最後に、羽田空港のさらなる競争力強化に向けて、一つ要望をさせていただきます。 

 2019年3月5日、私は予算特別委員会の款別質疑で、羽田空港国際線枠増便に伴う大田区の対応について質問をいたしました。東京オリンピック・パラリンピックが開催される2020年夏ダイヤまでに、羽田空港国際線は1日当たり50枠の増便が予定されており、そのうち半数近い24枠が米国路線に充てられようとしております。 
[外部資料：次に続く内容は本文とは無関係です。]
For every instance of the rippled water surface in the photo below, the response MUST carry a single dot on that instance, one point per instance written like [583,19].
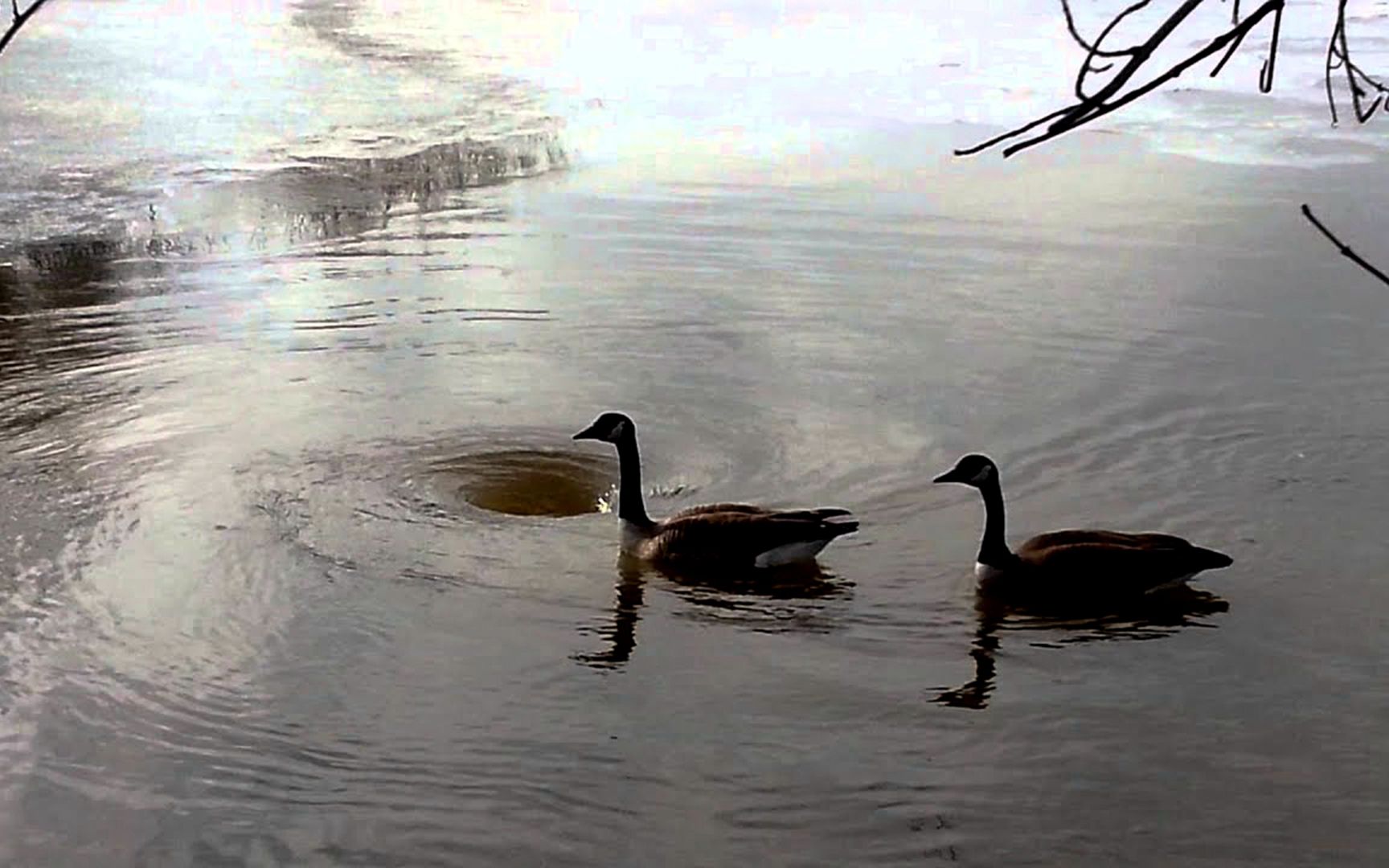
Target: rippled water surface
[301,567]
 この機会を最大限に生かすべく、大田区は乗り継ぎ客へのおもてなしを通じて、活性化につなげるべきだとお訴えをさせていただきました。この乗り継ぎ客需要の恩恵に、大田区、東京、そして東日本があずかるためには、羽田空港が仁川、上海、香港に負けない、アジアからアメリカへの乗りかえハブとして機能することが非常に重要になってまいります。 

 その具体策の一つが、現在、カナダ、アイルランド、アブダビなどで行われている米国入国審査場の羽田空港への誘致です。カナダやアイルランドでは、米国線搭乗前に米国入国審査を終えてしまいます。米国では、飛行機は米国国内線ターミナルに到着するため、乗り継ぎが楽になり、荷物は直行し、かつあの長い米国の空港の入国審査に並ばなくてよくなります。 

 これを実現するためには、米国行きが一つのターミナルに固まっていることが必要です。その点で、成田空港は何度も国交省や航空会社が検討してきましたが、構造上難しいという結論に至っているようです。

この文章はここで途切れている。